A volatile commodity that requires risk-reward discipline

The 200% move from the 2019 low to the 2022 high exemplifies the extreme price variance in the coffee futures market. Weather-related issues or crop diseases can cause significant price moves. 

I favor the upside in coffee, a member of the soft commodities sector. Over the past two years, coffee, sugar, cocoa, and cotton prices have rallied to multi-year highs, and frozen concentrated orange juice futures reached a record peak over the past weeks. The overall bullish trend in soft commodities suggests that coffee prices will recover and move toward the $2 per pound level. 

Coffee is a highly volatile commodity, requiring careful attention to risk-reward dynamics on all risk positions. Since coffee can experience significant percentage moves on the up and downside, any long or short position requires a plan outlining a risk level that is a function of the expected reward. While adjusting the reward horizon if the price moves in the anticipated direction is appropriate, risk levels should be adjusted based on the market price not the execution price. If the price moves contrary to expectations, sticking to the original risk levels is prudent. 

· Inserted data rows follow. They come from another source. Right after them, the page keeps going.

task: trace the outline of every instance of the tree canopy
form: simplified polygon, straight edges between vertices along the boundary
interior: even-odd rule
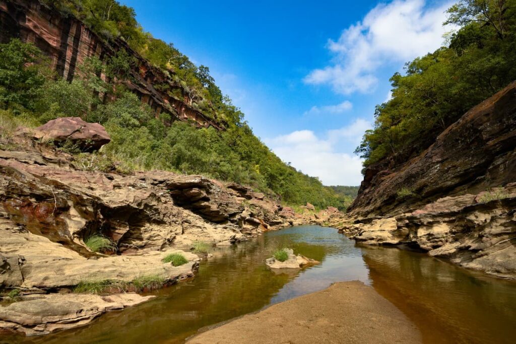
[[[448,46],[416,58],[390,81],[374,128],[356,153],[368,166],[403,161],[431,144],[469,109],[516,80],[516,0],[460,0],[445,24],[459,28]]]

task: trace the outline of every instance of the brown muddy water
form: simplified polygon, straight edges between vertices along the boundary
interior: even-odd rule
[[[275,273],[265,260],[281,245],[322,264]],[[203,328],[353,280],[372,286],[405,313],[426,343],[516,340],[516,282],[472,273],[423,253],[356,246],[336,230],[316,226],[266,233],[213,253],[196,277],[150,293],[158,297],[150,302],[108,313],[78,329],[0,337],[0,343],[182,343]]]

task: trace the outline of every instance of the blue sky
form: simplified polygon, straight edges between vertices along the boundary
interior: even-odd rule
[[[143,28],[208,66],[254,133],[326,185],[359,185],[352,152],[389,78],[439,47],[449,1],[121,0]]]

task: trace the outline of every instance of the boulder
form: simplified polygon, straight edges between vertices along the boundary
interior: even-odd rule
[[[69,142],[83,151],[98,150],[111,141],[102,125],[88,123],[78,117],[52,119],[37,128],[35,133],[43,141],[53,141],[58,145]]]
[[[309,203],[308,202],[307,202],[307,205],[305,205],[305,208],[309,210],[315,210],[315,207],[314,207],[314,205],[311,203]]]
[[[300,269],[310,265],[315,265],[320,262],[310,259],[301,254],[296,255],[291,249],[284,249],[288,254],[288,258],[284,262],[280,262],[274,257],[265,261],[265,264],[271,269]]]

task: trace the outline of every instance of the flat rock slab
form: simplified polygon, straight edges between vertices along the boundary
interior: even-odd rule
[[[48,294],[32,300],[0,306],[0,328],[43,334],[82,326],[108,311],[122,309],[154,298],[127,293],[101,296],[93,294]]]
[[[189,344],[420,343],[419,330],[375,289],[335,283],[203,332]]]

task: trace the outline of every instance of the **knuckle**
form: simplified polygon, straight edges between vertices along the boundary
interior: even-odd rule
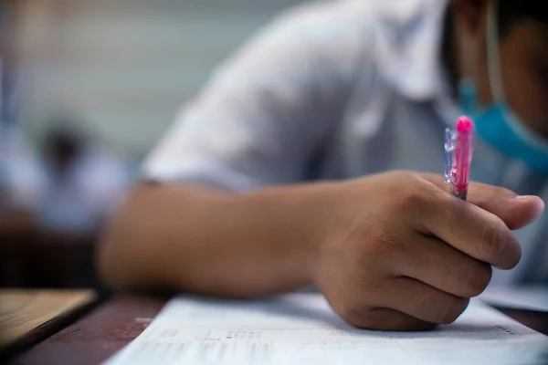
[[[515,195],[515,193],[513,193],[511,190],[503,188],[501,186],[495,186],[492,193],[496,197]]]
[[[480,236],[480,248],[485,258],[496,259],[503,249],[503,232],[506,225],[497,220],[490,220],[483,224]]]
[[[406,193],[401,204],[404,212],[417,218],[426,216],[431,207],[428,196],[419,189]]]
[[[369,236],[371,237],[370,258],[390,257],[394,255],[397,239],[390,230],[381,229],[371,233]]]
[[[464,297],[448,297],[448,299],[439,306],[440,310],[437,322],[443,325],[453,323],[464,312],[469,302],[469,299]]]
[[[490,265],[476,262],[468,272],[468,280],[465,282],[464,295],[467,297],[478,297],[485,290],[492,276]]]

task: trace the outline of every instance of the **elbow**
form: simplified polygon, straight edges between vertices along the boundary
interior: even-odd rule
[[[114,239],[111,230],[100,239],[95,257],[97,275],[100,283],[114,290],[123,290],[124,282],[121,278],[119,264],[120,256],[117,252],[119,243]]]
[[[127,290],[132,287],[129,263],[131,251],[125,244],[123,230],[120,221],[123,217],[123,208],[118,212],[98,243],[95,266],[98,277],[103,285],[114,290]]]

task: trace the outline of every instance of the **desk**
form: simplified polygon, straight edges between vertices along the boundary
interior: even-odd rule
[[[141,334],[166,298],[119,295],[79,321],[15,358],[12,365],[97,364]],[[548,334],[548,313],[502,310]]]

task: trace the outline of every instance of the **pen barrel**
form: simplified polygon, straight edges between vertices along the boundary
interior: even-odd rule
[[[458,187],[451,183],[451,194],[458,199],[466,201],[468,197],[468,184]]]
[[[457,192],[468,189],[469,165],[472,160],[472,139],[471,133],[458,133],[457,135],[452,182]]]

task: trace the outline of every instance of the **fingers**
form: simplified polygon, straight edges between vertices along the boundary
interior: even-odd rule
[[[424,192],[406,208],[416,229],[497,267],[510,269],[518,264],[520,245],[501,218],[439,190]]]
[[[435,237],[424,236],[399,251],[393,270],[457,297],[477,297],[491,278],[491,266]]]
[[[395,309],[422,321],[437,324],[454,322],[464,312],[469,299],[438,290],[411,277],[389,280],[384,288],[380,308]]]
[[[438,188],[448,190],[440,175],[424,173],[422,176]],[[475,182],[469,185],[469,203],[497,215],[512,230],[532,223],[544,210],[544,203],[538,196],[522,196],[508,189]]]

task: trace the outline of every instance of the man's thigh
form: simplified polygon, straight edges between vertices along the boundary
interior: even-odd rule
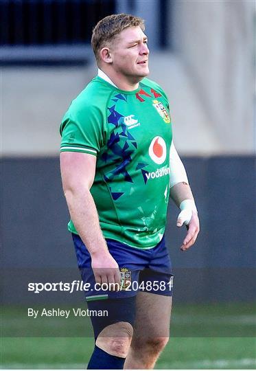
[[[136,299],[133,339],[169,337],[172,296],[140,291]]]

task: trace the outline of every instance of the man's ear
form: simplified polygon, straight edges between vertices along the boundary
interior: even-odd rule
[[[102,47],[100,52],[100,57],[101,59],[105,62],[105,63],[112,63],[113,59],[110,51],[109,50],[108,47]]]

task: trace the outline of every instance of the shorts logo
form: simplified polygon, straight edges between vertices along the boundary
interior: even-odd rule
[[[151,159],[159,165],[163,164],[166,159],[166,144],[161,137],[154,137],[151,142],[149,150]]]
[[[171,119],[168,115],[167,111],[165,109],[163,103],[159,102],[156,100],[153,100],[153,106],[156,109],[157,112],[159,113],[163,121],[166,124],[170,124],[171,122]]]
[[[127,268],[121,268],[121,290],[126,290],[132,283],[132,272]]]

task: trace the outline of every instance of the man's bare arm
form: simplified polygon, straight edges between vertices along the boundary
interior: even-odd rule
[[[95,166],[96,157],[92,155],[75,152],[60,154],[64,194],[72,221],[91,254],[96,282],[119,283],[118,265],[108,251],[90,192]]]
[[[179,207],[181,203],[185,200],[191,200],[194,201],[194,196],[191,188],[185,182],[180,182],[175,184],[170,188],[170,197],[174,200],[176,205]],[[178,218],[177,227],[181,227],[183,221]],[[188,231],[185,236],[181,249],[187,250],[194,245],[200,231],[200,224],[198,214],[196,211],[192,211],[192,216],[188,224]]]

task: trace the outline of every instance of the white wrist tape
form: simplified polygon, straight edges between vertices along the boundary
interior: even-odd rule
[[[170,148],[170,186],[183,181],[189,183],[184,165],[176,150],[173,142]]]
[[[182,224],[187,225],[192,217],[192,212],[198,212],[196,203],[194,200],[184,200],[181,203],[180,209],[181,212],[178,214],[178,219],[181,219]]]

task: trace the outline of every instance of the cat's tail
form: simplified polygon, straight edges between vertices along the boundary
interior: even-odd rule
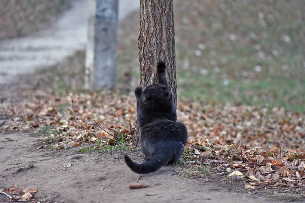
[[[162,166],[168,163],[171,159],[172,153],[170,152],[159,151],[147,162],[143,163],[136,163],[132,161],[127,155],[125,155],[125,162],[134,172],[138,174],[149,174],[154,172]]]

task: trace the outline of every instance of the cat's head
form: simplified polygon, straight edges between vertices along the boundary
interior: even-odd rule
[[[139,102],[142,111],[147,113],[170,113],[173,108],[173,95],[170,88],[159,84],[146,87],[142,93]]]

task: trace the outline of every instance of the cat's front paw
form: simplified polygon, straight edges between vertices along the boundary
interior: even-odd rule
[[[140,95],[142,94],[142,90],[141,87],[136,87],[136,89],[135,89],[135,94],[136,95],[136,96]]]

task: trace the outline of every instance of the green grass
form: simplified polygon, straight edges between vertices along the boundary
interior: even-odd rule
[[[177,0],[174,4],[178,96],[305,110],[305,25],[297,12],[305,9],[305,2],[215,0],[201,5],[200,0]],[[120,25],[119,92],[126,85],[123,76],[129,67],[134,76],[131,91],[139,83],[139,19],[135,13]],[[234,40],[230,39],[232,35]],[[205,47],[197,56],[200,43]],[[56,93],[83,91],[85,55],[78,52],[51,71],[48,78]],[[256,66],[261,70],[256,71]],[[208,73],[201,74],[203,69]]]
[[[107,145],[105,144],[105,143],[101,142],[100,140],[97,140],[96,141],[95,146],[81,148],[78,150],[77,152],[79,153],[87,153],[93,151],[97,151],[98,152],[108,151],[110,153],[113,153],[118,150],[130,150],[132,148],[126,145],[124,138],[124,136],[123,135],[121,138],[118,139],[117,140],[118,144],[116,145]]]

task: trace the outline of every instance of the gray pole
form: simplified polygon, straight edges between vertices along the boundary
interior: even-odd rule
[[[91,15],[86,53],[85,88],[115,89],[118,0],[90,2]]]

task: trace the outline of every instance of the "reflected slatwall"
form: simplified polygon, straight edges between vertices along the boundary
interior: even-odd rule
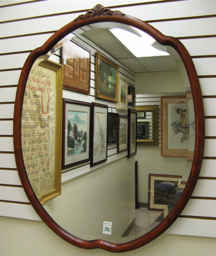
[[[76,4],[70,2],[0,2],[0,204],[3,216],[38,220],[22,189],[14,160],[15,96],[22,67],[29,53],[42,45],[55,31],[98,3],[97,1],[76,1]],[[104,6],[111,5],[111,1],[99,2]],[[206,139],[200,177],[181,218],[167,232],[214,237],[215,234],[212,227],[216,220],[215,2],[140,2],[128,1],[124,3],[117,0],[112,2],[112,9],[147,21],[163,34],[178,38],[192,56],[203,95]]]

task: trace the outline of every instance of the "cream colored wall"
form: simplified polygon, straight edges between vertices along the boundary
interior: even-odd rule
[[[1,217],[1,256],[215,256],[215,238],[163,234],[144,247],[113,253],[87,250],[62,239],[43,222]]]
[[[98,2],[56,1],[19,4],[24,2],[26,1],[1,1],[2,5],[16,4],[0,9],[1,20],[4,21],[0,24],[1,49],[4,53],[0,56],[0,204],[2,215],[14,217],[1,218],[1,254],[4,256],[110,254],[99,249],[87,251],[70,245],[42,222],[31,220],[39,219],[29,204],[19,181],[12,138],[16,87],[21,69],[30,51],[44,43],[53,31],[86,12],[79,10],[91,9]],[[143,2],[145,4],[124,6]],[[215,236],[216,230],[213,219],[215,217],[213,199],[216,197],[216,50],[215,37],[211,35],[216,34],[216,22],[215,18],[211,15],[215,14],[215,1],[157,3],[152,0],[102,0],[99,3],[115,5],[113,10],[147,20],[163,34],[180,38],[194,56],[206,117],[204,159],[193,198],[182,212],[186,218],[178,218],[166,234],[143,247],[121,255],[214,256],[215,239],[211,237]],[[68,13],[70,11],[77,12]]]
[[[178,71],[137,73],[135,84],[136,94],[185,92]]]
[[[134,158],[124,157],[64,182],[44,208],[75,236],[128,242],[131,237],[121,236],[135,218],[134,177]],[[112,222],[111,235],[102,234],[104,221]]]

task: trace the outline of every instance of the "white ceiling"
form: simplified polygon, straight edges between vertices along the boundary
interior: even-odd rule
[[[122,25],[120,25],[121,27]],[[100,24],[101,26],[101,24]],[[127,30],[132,29],[123,25]],[[105,25],[106,26],[106,25]],[[85,27],[82,35],[123,64],[135,73],[167,72],[179,70],[174,58],[171,56],[136,57],[109,30],[113,27],[108,24],[104,28]],[[87,29],[86,29],[87,27]],[[119,25],[118,26],[119,27]],[[136,33],[136,32],[135,32]],[[136,44],[136,42],[134,42]]]

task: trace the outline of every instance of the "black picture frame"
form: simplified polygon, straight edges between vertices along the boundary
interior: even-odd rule
[[[118,153],[128,150],[128,123],[127,115],[119,115]]]
[[[149,122],[139,121],[137,126],[137,139],[148,139],[149,137]]]
[[[62,169],[90,161],[91,108],[91,103],[63,99]]]
[[[108,105],[92,103],[90,166],[107,159]]]
[[[117,113],[108,113],[108,145],[118,143],[118,122],[119,114]]]
[[[137,111],[128,109],[128,154],[130,158],[137,154]]]

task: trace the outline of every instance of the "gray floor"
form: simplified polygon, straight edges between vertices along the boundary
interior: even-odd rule
[[[157,223],[155,224],[155,221],[162,213],[159,211],[148,210],[147,208],[139,208],[135,211],[135,225],[131,229],[127,236],[135,235],[144,229],[146,229],[147,232],[148,231],[148,228],[149,226],[157,225]]]

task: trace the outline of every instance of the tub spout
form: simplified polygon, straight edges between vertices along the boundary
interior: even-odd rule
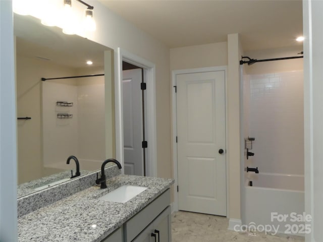
[[[247,166],[247,172],[249,172],[249,171],[253,171],[254,172],[255,172],[256,173],[259,173],[259,170],[258,170],[258,167],[249,168],[248,166]]]

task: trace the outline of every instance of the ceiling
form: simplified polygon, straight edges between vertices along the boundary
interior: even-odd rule
[[[301,45],[301,0],[100,0],[170,48],[226,41],[245,51]]]

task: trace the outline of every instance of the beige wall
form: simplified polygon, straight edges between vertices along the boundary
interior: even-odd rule
[[[89,39],[115,51],[120,47],[155,64],[157,176],[172,177],[169,48],[98,2],[92,5],[97,28]]]
[[[226,42],[171,49],[171,70],[228,65]]]
[[[228,35],[227,147],[229,165],[229,203],[230,218],[240,219],[240,123],[239,60],[242,54],[239,34]],[[230,226],[230,225],[229,225]]]

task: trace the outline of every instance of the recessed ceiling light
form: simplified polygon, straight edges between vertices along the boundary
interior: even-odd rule
[[[304,40],[304,37],[303,37],[303,36],[299,36],[299,37],[298,37],[296,38],[296,41],[297,41],[301,42],[301,41],[302,41],[303,40]]]

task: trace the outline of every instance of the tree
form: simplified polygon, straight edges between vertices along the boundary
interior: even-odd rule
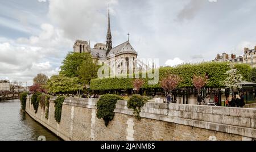
[[[46,74],[43,73],[39,73],[38,74],[36,77],[34,78],[33,79],[33,83],[34,85],[38,84],[40,86],[42,86],[43,85],[46,85],[47,83],[47,81],[48,79],[48,78],[47,76],[46,76]]]
[[[256,67],[254,67],[251,70],[251,81],[256,83]]]
[[[79,67],[84,61],[91,58],[89,53],[69,52],[67,54],[60,66],[60,74],[68,77],[79,77]]]
[[[32,93],[35,93],[36,92],[46,92],[44,88],[43,88],[43,87],[38,83],[35,83],[35,85],[29,87],[28,90]]]
[[[144,83],[144,81],[141,79],[137,79],[133,81],[133,86],[138,91],[138,94],[139,94],[139,89],[143,86]]]
[[[207,82],[207,77],[195,75],[192,79],[193,85],[198,90],[199,94],[201,88],[205,86]]]
[[[226,74],[227,77],[224,82],[226,88],[230,88],[232,90],[242,88],[241,83],[243,77],[238,73],[237,69],[234,69],[234,66],[232,66],[231,70],[227,71]]]
[[[91,79],[97,77],[98,67],[98,66],[93,62],[92,58],[90,57],[86,58],[79,66],[78,77],[84,87],[90,85]]]
[[[48,92],[67,92],[82,89],[77,77],[69,78],[63,75],[54,75],[51,77],[46,86]]]
[[[182,81],[182,79],[177,75],[171,74],[164,78],[160,82],[160,86],[168,94],[176,88],[179,83]]]

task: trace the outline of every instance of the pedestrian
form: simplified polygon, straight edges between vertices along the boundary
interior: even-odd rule
[[[229,95],[228,98],[228,107],[232,107],[232,95]]]
[[[236,107],[236,96],[234,95],[232,96],[231,104],[232,107]]]
[[[245,98],[243,92],[240,92],[240,97],[241,99],[240,99],[240,107],[242,108],[245,105]]]
[[[241,98],[238,94],[236,95],[236,105],[237,107],[240,107]]]
[[[205,105],[208,105],[208,103],[209,103],[210,100],[210,96],[209,95],[207,95],[205,98],[204,99],[204,103]]]

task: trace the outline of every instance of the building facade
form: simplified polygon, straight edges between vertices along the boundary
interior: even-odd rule
[[[10,91],[9,80],[0,80],[0,91]]]
[[[244,48],[243,63],[256,67],[256,46],[252,49]]]
[[[112,47],[112,36],[110,30],[110,19],[109,10],[108,10],[108,30],[106,43],[96,43],[91,47],[90,41],[76,40],[73,46],[73,52],[76,53],[89,52],[93,59],[98,65],[108,65],[115,68],[117,74],[128,73],[129,63],[133,61],[133,67],[139,67],[140,69],[148,66],[142,62],[137,61],[138,53],[128,40],[115,47]],[[114,61],[112,61],[114,57]],[[133,68],[134,72],[134,67]]]
[[[217,57],[213,61],[216,62],[225,62],[230,61],[233,63],[243,63],[243,58],[242,56],[240,56],[238,57],[234,54],[228,54],[226,53],[223,53],[222,55],[220,54],[217,54]]]

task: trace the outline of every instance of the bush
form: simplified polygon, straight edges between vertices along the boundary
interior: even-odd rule
[[[234,64],[234,67],[242,74],[245,80],[250,79],[251,68],[246,64]],[[226,72],[230,70],[228,62],[209,62],[195,64],[183,64],[175,67],[164,67],[159,69],[159,82],[170,74],[180,76],[183,81],[178,87],[193,87],[192,78],[194,75],[205,76],[207,73],[209,79],[206,87],[222,87],[223,82],[226,77]],[[127,78],[128,76],[127,76]],[[141,78],[141,76],[140,77]],[[148,85],[148,79],[143,79],[145,82],[142,88],[160,88],[160,83],[155,85]],[[93,90],[125,90],[134,88],[133,82],[134,79],[109,78],[97,78],[91,81],[90,88]]]
[[[49,118],[49,99],[50,96],[49,95],[46,95],[46,118],[48,119]]]
[[[54,103],[55,104],[54,105],[54,107],[55,107],[54,117],[58,123],[60,123],[60,119],[61,117],[62,104],[63,103],[64,100],[64,96],[59,96],[55,100],[54,100]]]
[[[26,109],[26,103],[27,102],[27,95],[28,94],[28,92],[24,92],[19,96],[19,100],[20,100],[22,108],[23,110]]]
[[[139,116],[141,108],[143,107],[146,102],[146,98],[139,95],[134,95],[128,100],[127,107],[134,109],[134,114],[137,120],[141,120]]]
[[[97,103],[97,117],[98,119],[103,118],[106,126],[114,118],[115,115],[114,110],[117,100],[122,99],[121,97],[115,95],[105,95],[101,96]]]
[[[34,93],[31,97],[31,103],[33,104],[34,109],[35,110],[35,113],[38,112],[38,105],[39,104],[39,99],[38,100],[38,98],[40,99],[40,97],[39,98],[39,96],[42,95],[41,92],[37,92]]]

Soft commodities like coffee offer tremendous profit potentials, but risks are always a function of the potential for rewards. Discipline is critical for success in the coffee market.

On the date of publication, Andrew Hecht did not have (either directly or indirectly) positions in any of the securities mentioned in this article. All information and data in this article is solely for informational purposes. For more information please view the Barchart Disclosure Policy here.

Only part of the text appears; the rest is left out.